Levis Nedd, along with some of the other defendants, complains that his in-court identification by Martin Carlin, the victim of the robbery, was the product of an impermissibly suggestive photographic display. Of course, "our inquiry must be whether under all the circumstances [the allegedly improper photographic display] gave rise to a very substantial likelihood of irreparable misidentification . . . . Moreover, in determining whether or not the suggestive photographic identification procedure resulted in misidentification, we may properly consider the other factors which were before the jury and were properly admissible which tend to establish that there was not substantial likelihood of misidentification." United States ex rel. Gonzalez v. Zelker, 477 F. 2d 797, 801, 803-804 (2d Cir. 1973).

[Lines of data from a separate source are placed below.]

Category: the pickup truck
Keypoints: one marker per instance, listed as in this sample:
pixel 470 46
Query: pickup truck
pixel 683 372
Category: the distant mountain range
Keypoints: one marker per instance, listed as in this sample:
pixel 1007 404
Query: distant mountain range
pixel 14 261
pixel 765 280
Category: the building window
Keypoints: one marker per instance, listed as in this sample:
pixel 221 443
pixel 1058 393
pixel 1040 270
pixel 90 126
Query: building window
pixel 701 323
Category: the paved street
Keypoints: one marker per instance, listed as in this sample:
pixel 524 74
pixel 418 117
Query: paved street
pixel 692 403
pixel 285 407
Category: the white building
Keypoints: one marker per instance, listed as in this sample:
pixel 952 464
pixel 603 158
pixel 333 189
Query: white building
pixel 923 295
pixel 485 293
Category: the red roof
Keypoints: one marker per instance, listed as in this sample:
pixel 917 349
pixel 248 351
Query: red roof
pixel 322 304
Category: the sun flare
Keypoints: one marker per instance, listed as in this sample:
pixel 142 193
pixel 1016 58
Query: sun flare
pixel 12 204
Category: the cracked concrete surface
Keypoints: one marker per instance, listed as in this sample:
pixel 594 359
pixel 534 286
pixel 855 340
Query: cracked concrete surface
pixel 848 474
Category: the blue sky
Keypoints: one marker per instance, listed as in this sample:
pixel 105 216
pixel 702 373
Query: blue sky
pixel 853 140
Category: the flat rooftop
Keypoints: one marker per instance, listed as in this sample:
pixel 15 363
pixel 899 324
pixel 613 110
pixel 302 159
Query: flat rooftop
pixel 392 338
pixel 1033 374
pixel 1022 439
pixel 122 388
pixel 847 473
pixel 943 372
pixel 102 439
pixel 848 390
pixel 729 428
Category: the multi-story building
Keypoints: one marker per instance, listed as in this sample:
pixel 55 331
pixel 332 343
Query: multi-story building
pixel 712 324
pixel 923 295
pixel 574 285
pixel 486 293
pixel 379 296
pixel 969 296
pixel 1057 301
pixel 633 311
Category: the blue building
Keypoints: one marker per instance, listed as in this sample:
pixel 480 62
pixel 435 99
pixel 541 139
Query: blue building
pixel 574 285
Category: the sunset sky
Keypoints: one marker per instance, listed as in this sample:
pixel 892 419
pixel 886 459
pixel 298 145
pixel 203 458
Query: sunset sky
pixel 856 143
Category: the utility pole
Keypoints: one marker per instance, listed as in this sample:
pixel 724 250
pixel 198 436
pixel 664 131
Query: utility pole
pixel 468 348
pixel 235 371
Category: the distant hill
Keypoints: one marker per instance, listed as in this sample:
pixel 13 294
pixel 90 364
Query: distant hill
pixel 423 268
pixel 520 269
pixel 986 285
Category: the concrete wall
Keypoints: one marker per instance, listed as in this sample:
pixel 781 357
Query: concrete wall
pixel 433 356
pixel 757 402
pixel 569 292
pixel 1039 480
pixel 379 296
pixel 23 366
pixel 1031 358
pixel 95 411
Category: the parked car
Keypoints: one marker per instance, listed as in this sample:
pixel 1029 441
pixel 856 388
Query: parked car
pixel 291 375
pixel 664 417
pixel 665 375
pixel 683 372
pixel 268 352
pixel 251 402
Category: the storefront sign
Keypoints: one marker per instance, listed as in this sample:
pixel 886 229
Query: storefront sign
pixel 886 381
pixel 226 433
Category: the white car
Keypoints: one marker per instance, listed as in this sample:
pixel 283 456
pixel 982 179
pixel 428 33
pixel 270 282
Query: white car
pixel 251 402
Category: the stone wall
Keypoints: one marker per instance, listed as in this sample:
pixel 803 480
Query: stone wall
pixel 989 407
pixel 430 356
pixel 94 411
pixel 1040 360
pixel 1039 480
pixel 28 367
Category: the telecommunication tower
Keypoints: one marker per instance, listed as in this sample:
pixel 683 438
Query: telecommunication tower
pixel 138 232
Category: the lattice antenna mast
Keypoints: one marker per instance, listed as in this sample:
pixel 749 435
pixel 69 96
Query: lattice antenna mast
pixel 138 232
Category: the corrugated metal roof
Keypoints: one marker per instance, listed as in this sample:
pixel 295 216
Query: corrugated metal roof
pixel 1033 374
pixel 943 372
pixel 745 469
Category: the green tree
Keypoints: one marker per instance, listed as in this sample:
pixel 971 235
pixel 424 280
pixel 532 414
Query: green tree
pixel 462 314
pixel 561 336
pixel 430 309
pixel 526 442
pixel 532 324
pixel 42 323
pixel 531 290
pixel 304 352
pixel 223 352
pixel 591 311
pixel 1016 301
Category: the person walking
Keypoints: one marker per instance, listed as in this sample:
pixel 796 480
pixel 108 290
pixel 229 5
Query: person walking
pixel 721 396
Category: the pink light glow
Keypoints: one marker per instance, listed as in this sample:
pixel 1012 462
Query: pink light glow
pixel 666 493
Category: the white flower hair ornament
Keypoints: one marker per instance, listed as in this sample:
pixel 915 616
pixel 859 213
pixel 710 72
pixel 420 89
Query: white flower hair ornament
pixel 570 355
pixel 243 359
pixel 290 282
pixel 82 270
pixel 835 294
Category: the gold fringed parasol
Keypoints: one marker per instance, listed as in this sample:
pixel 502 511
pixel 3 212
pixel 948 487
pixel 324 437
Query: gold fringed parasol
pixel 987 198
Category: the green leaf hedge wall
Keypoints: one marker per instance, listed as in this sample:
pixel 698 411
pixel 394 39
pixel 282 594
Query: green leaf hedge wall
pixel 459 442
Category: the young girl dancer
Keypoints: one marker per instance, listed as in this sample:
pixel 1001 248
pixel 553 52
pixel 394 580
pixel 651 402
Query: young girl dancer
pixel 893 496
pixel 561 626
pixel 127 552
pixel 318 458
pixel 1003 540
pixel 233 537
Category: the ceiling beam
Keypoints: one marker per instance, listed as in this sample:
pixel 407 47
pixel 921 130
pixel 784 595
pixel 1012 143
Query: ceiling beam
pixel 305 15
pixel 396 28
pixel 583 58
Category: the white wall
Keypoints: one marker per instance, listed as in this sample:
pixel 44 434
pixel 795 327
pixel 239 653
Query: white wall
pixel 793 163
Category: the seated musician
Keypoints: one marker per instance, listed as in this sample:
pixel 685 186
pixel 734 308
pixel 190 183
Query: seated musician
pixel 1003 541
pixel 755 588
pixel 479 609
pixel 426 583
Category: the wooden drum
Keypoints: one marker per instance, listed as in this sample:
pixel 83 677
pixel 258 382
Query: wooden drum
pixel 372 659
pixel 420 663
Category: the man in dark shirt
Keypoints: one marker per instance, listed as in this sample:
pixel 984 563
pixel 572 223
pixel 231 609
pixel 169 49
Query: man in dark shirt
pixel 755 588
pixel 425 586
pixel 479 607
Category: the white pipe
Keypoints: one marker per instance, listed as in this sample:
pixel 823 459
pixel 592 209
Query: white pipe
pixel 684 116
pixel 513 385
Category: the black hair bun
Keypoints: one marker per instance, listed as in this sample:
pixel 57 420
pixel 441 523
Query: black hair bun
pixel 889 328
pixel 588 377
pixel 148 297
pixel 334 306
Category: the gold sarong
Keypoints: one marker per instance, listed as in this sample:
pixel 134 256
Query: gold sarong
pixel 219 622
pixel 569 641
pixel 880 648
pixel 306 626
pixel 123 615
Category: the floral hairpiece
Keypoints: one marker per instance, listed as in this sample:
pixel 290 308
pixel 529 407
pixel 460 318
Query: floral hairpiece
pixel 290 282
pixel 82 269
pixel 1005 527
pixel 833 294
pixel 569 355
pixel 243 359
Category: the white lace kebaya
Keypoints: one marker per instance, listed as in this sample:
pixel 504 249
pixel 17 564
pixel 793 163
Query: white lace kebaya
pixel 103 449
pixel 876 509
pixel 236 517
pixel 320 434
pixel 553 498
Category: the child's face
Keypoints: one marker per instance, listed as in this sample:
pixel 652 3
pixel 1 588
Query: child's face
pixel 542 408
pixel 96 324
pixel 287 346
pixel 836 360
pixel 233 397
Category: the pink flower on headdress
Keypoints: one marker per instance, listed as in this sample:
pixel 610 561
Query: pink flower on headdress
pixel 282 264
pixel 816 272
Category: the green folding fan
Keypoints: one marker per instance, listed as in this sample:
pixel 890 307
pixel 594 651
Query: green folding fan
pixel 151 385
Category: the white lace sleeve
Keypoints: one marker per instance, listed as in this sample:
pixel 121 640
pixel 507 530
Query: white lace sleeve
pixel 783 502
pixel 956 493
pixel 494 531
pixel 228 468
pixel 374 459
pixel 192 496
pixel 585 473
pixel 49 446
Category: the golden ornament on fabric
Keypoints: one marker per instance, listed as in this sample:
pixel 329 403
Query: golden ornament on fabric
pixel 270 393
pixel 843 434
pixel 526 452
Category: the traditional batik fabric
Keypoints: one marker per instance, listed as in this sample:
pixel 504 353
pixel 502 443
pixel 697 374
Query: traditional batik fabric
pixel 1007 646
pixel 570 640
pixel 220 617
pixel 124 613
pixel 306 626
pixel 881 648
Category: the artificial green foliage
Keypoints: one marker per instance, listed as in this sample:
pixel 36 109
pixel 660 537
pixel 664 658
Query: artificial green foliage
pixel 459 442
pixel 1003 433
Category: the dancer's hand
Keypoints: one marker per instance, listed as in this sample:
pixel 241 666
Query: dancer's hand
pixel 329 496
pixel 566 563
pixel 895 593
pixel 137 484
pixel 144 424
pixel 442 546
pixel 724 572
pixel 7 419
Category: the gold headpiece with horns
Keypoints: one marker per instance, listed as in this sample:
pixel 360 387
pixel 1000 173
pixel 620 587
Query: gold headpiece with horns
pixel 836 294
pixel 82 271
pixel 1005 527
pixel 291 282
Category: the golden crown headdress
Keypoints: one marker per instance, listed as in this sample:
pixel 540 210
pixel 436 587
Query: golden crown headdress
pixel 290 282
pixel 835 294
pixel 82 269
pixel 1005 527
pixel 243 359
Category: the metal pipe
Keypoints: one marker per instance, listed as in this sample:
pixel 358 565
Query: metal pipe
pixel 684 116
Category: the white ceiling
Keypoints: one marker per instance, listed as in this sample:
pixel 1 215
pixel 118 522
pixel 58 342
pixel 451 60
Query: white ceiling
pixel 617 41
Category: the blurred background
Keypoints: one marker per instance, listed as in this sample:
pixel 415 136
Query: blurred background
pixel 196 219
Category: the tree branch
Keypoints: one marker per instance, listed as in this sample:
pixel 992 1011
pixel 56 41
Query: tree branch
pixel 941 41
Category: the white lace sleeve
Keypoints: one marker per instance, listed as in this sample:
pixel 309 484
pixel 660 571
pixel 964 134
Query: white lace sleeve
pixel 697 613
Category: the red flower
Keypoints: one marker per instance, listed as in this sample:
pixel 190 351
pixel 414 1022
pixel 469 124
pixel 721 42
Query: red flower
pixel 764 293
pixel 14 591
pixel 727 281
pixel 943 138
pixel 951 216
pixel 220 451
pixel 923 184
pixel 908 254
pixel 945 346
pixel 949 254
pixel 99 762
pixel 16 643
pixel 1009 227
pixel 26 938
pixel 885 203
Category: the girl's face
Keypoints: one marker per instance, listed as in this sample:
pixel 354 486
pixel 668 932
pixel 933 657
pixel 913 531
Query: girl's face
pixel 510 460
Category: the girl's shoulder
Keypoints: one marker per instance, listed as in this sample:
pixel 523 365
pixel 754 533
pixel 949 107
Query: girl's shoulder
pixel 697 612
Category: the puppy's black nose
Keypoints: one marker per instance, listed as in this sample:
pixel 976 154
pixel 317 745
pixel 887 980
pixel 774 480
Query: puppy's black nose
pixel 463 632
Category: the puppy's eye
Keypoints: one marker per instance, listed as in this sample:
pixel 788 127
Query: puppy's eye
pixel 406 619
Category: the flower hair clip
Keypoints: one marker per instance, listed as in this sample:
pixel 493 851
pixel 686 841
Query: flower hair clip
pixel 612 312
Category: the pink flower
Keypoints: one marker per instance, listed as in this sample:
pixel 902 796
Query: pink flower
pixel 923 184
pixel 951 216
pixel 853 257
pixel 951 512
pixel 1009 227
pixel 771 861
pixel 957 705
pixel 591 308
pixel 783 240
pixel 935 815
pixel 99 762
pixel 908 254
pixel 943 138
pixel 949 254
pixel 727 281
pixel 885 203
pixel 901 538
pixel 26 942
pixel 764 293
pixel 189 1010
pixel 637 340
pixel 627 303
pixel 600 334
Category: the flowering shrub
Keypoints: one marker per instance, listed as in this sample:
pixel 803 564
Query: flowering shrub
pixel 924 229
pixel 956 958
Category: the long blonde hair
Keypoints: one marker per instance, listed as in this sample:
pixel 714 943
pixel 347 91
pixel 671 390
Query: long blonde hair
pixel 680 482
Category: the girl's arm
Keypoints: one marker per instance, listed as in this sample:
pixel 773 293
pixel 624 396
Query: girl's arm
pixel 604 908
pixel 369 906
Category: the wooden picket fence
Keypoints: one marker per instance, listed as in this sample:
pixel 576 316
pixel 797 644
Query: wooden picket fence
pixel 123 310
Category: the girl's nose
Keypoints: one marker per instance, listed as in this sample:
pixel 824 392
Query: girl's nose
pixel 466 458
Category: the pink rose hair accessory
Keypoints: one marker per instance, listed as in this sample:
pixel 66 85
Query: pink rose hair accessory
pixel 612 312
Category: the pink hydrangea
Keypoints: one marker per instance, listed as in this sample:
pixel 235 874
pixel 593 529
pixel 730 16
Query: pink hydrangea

Even assuming that the photographic display was impermissibly suggestive, the other evidence against Nedd was so overwhelming that the possibility he was the victim of misidentification is remote in the extreme. Stewart not only testified that Nedd was in on the planning of the robbery, but also related a subsequent conversation in which Nedd graphically described the circumstances surrounding his shooting of Carlin. In addition, when arrested in New Jersey, Nedd possessed jewelry and rings stolen from Carlin as well as an identification taken from another victim of the attempted robbery. See United States ex rel. Springle v. Follette, 435 F.2d 1380 (2d Cir. 1970), cert. denied, 401 U.S. 980, 91 S.Ct. 1214, 28 L.Ed.2d 331 (1971). There was no constitutional infirmity here.

We have considered all arguments urged on us by appellants and find them to be without merit.



The disposition of the charges against other defendants as well as a list of those who were named as co-conspirators but not as co-defendants, are set out in our prior opinion. United States v. Bynum, 475 F.2d 832, 834 n.2 (2d Cir. 1973)


Bynum testified that he posted collateral for Small's, Wright's and Mitchell's bail bonds after their arrests on the present charges. Defendant Garnett pledged her house as collateral for Cordovano's bond


See C. McCormick, Evidence Sec. 190, at 451 & n. 48 (2d ed. E. Cleary 1972)


Bynum learned of the first proposed wiretap before Judge Travia signed the authorization. He had the second phone installed and the agents learned of this through their tap on the first phone


We note that the federal courts are divided on this question. See United States v. Roberts, 477 F.2d 57 (7th Cir. 1973); United States v. Giordano, 469 F.2d 522 (4th Cir. 1972), cert. granted, 411 U.S. 905, 93 S.Ct. 1530, 36 L.Ed.2d 194 (1973)


The court below held, and the Government argues here, that the statutory provision requiring that interceptions of communications be minimized (18 U.S.C. Sec. 2518(5)) was intended to limit only the hearing and not the recordation of conversations. Authority for this view is said to be found in the words of the statute itself. The statute defines "intercept" as "the aural acquisition of the contents of any wire or oral communication through the use of any electronic, mechanical, or other device." 18 U.S.C. Sec. 2510(4). The statute also draws a distinction between interception and recordation in Sec. 2518(8) (a), which requires that the "contents of any . . . communication intercepted by any means authorized by this chapter shall, if possible, be recorded on tape or wire or other comparable device." Any recording made under this subsection is to be "done in such a way as will protect the recording from editing or other alterations." See United States v. Huss, 482 F.2d 38 (2d Cir. 1973)

Appellants respond that the statute was never intended to permit recordation of all conversations. Such a construction would, in their view, allow the Government or anyone else to legally create a tape library of the conversations of any citizen. If such reasoning were applied to the situation of a warrant covering tangible items, seizure of the contents of a whole house would be permissible, in their view, on the ground that to do so would prevent any destruction or disappearance of exculpatory evidence. Appellants contend that this question has been resolved in their favor by earlier cases (United States v. King, 335 F.Supp. 523 (S.D. Cal.1971), rev'd on other grounds, 478 F.2d 494 (9th Cir. 1973); United States v. Leta, 332 F.Supp. 1357, 1360 n.4 (M.D.Pa.1971)).